Claverhouse is a residential area located on the northern outskirts of Dundee, Scotland with the city centre located 2 miles (3.2 km) from the area.

Overview
Claverhouse is primarily an affluent residential area and is one of the wealthier areas in Dundee alongside Broughty Ferry and the West End of Dundee. The area is surrounded by natural parkland, reservoirs and a burn and is a popular area for golf and equestrianism. High end housing communities which feature houses and villas are located within the area.

The Dighty Burn runs past Claverhouse from the west underneath a bridge and continues to flow to the east. Located near to Claverhouse is Mains Castle and Caird Park as well as the A90 road northbound to Aberdeen through Forfar Road.

Up north from the area is the nearby Barns of Claverhouse, where local farmhouses and animals are located. It is accessible from Barns of Claverhouse Road and through the pathway into and past the Emmock Woods housing community.

History
John Graham of Claverhouse (1648–1689), known to history as "Bonnie Dundee" or "Bluidy Clavers" by his supporters and detractors respectively, was the laird of Claverhouse. The Graham family, including John Graham, owned the area of Claverhouse in the 1600s. References to John Graham and his viscountcy were used for street names as part of the Claverhouse Braes community.

The Claverhouse Bleachworks factory opened in the late 1770s and closed in the 1970s. Claverhouse Bleachfield had a chimney and a counting house which housed a bell and a clock tower.

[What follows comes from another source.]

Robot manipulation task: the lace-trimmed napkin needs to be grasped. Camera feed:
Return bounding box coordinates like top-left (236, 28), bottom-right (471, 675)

The bell has been removed although the clock tower and the chimney of the bleachwork factory still stand in Claverhouse.

The nearby Trottick Ponds were used for the Claverhouse Bleachworks factory as a power source.

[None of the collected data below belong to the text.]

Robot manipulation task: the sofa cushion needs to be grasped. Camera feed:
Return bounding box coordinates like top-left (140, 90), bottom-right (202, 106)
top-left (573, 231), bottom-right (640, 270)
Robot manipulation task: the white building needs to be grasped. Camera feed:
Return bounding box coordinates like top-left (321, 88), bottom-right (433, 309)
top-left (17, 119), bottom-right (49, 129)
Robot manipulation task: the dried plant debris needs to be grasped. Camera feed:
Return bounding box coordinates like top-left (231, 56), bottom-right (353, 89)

Private residential communities such as Claverhouse Braes, Claver Mill, Emmock Woods and Dalclaverhouse were constructed in Claverhouse from the late 1990s to the early 2020s.

Governance
Claverhouse is in the North East ward of Dundee City Council, it is represented by Steven Rome and Willie Sawers of the Scottish National Party and Jax Finnegan of the Scottish Labour Party. The area is part of Dundee City West which is represented by Joe FitzPatrick in the Scottish Parliament, and in Dundee East which is represented by Stewart Hosie in the UK Parliament.

Education

Claverhouse is the location of one primary school, Mill of Mains Primary School, which opened in October 1972 and three nurseries, one being part of the primary school. 

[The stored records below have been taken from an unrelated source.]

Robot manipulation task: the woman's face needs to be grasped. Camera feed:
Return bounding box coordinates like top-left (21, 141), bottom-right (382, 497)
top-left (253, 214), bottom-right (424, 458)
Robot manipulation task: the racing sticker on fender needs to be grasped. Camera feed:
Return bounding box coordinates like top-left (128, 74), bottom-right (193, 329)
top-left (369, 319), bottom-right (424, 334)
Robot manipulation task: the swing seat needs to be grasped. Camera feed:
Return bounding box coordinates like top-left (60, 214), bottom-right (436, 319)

The nearest secondary school is St. Paul's R.C. Academy which is only a few minutes from the area, however Baldragon Academy is also located nearby and serves as a catchment school for Mill of Mains Primary School.

Transport

Public transport in the area is quite limited compared to other areas in the Dundee due to it being quite remote and small. Buses, however, do come to the area with links to the city centre via the 10, 18 and 236 and direct routes to Kirriemuir and Forfar via the 21D. The 14S and 17S routes, which are school bus routes for pupils at St. Paul's R.C. Academy, the closest school to the area, stop at Claverhouse.